The human whose id is 1000 is retrieved with its name and height. Now, what if you want to retrieve all humans whose id is between 1000 and 1010 without 1003? That’s a weird query, and it’s unlikely that the API offers such a filtering method. You now have to do 9 queries.

The good news is that you can batch those queries in a single call — this is actually supported by GraphQL. Modern GraphQL servers accept a JSON array of queries to be sent as input.

Unfortunately for us, that’s not the case for GitHub GraphQL API.

The trick here, in ourcase, is to concatenate all the queries and name each of them by adding a prefix:

{
  Q0: human(id: "1000") {
    name
    height
  }
  Q1: human(id: "1001") {
    name
    height
  }
  Q2: human(id: "1002") {
    name
    height
  }
  Q3: human(id: "1004") {
    name
    height
  }
  # etc...
  Q9: human(id: "1010") {
    name
    height
  }
}

In the request above, 9 requests named Q0 to Q9 are being sent. The server replies with 9 results, prefixed with the same Q0 to Q9 name.
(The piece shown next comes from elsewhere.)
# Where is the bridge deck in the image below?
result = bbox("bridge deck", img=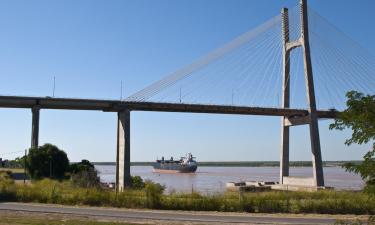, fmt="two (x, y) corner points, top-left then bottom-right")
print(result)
(0, 96), (337, 118)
As far as we’ve seen, there’s no easy way to build this kind of query without doing it yourself. There is no library doing this. That’s why we had to build our own code.

What about… pagination?

Things can get a little uglier if you add pagination in the request above. Let’s imagine we want to request the list of friends of each of the human above. Our single request looks like

{
  human(id: "1000") {
    name
    friends(first: 100) {
      name
    }
  }
}

Most GraphQL queries who return a list uses a pagination system. That means you need to ask for pagination data, usually using the pageInfo attributes:

{
  human(id: "1000") {
    name
    friends(first: 100) {
      name
      pageInfo {
        hasNextPage
        endCursor
      }
  }
}

Once you retrieve the returned cursor, you’re able to use it as an after value for the friends attribute retrieval, getting the next batch of friends.

That being said, when batching queries, you might have some humans that have more than 100 friends, and some not. That’s where things get complicated, as you’d need to create a new batch of queries to iterate over the remaining friends.

Our solution

Mixing all of the issues listed above does not seem to be solved in any GraphQL libraries that we found out there. This is why we built our own set of functions to handle this kind of case.

We’re releasing today our Python package named graphql-utils as open source. It’s definitely in alpha version but serves us well to leverage the GitHub GraphQL API. It solves all the issues listed above.

We’ll be happy to see this more widely used, adopted and improved. Feel free to fork it and hack it!